Over the last decade, cloud computing has enabled the delivery of services on demand with advantages such as low startup cost, high-availability, and a major scale-up in computing power. It continues to reinvent itself to offer a wide range of services and workloads. In this process, Field Programmable Gate Arrays (FPGAs) have emerged as a much more robust option to CPUs and GPUs. FPGAs can be configured much more dynamically than instruction-based hardware such as CPUs and GPUs. In the last few years, FPGAs have played a major role in several domains because of their ability to achieve high throughput and predictable latency with low power consumption. However, the deployment of FPGAs in the cloud comes with security issues, which have attracted scant attention so far in the academic world. To address this shortcoming in existing literature, a new research project has been initiated by Mirjana Stojilovic, Scientist at the School of Computer and Communication Sciences, EPFL.
Cloud computing implies a multitenancy environment where several users share the same computing environment, both in terms of applications and physical resources. In that milieu, it is important to consider the security risks arising from the same FPGA being shared by the users. In her proposed study, Mirjana draws attention to the fact that FPGAs are being adopted increasingly in commercial cloud computing, which makes FPGAs susceptible to security hazards. These include Denial of Service (DoS) attacks (wherein an apparently valid design is downloaded and used to reset an FPGA or render it unresponsive), side-channel attacks (which steal secure information), and attacks that generate computational errors.
Capitalizing on her past experience in electromagnetic susceptibility, FPGA architecture and compilation for FPGAs, Mirjana seeks to delve deeper into the as-yet unanswered questions concerning the security of FPGAs.

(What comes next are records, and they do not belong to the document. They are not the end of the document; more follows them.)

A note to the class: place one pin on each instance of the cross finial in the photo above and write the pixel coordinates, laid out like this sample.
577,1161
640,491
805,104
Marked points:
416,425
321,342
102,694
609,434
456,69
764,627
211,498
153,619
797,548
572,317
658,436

Her research objective is two-pronged: on the one hand, she will focus on attacks that disrupt the power delivery network of FPGAs and propose solutions to detect, control, and even prevent such attacks; on the other, she will propose effective countermeasures for existing attacks that steal secure information.
The ultimate aim of the research is to enhance awareness about the security risks facing FPGAs, which is of critical importance considering the increasing role of FPGAs in the global cloud computing industry.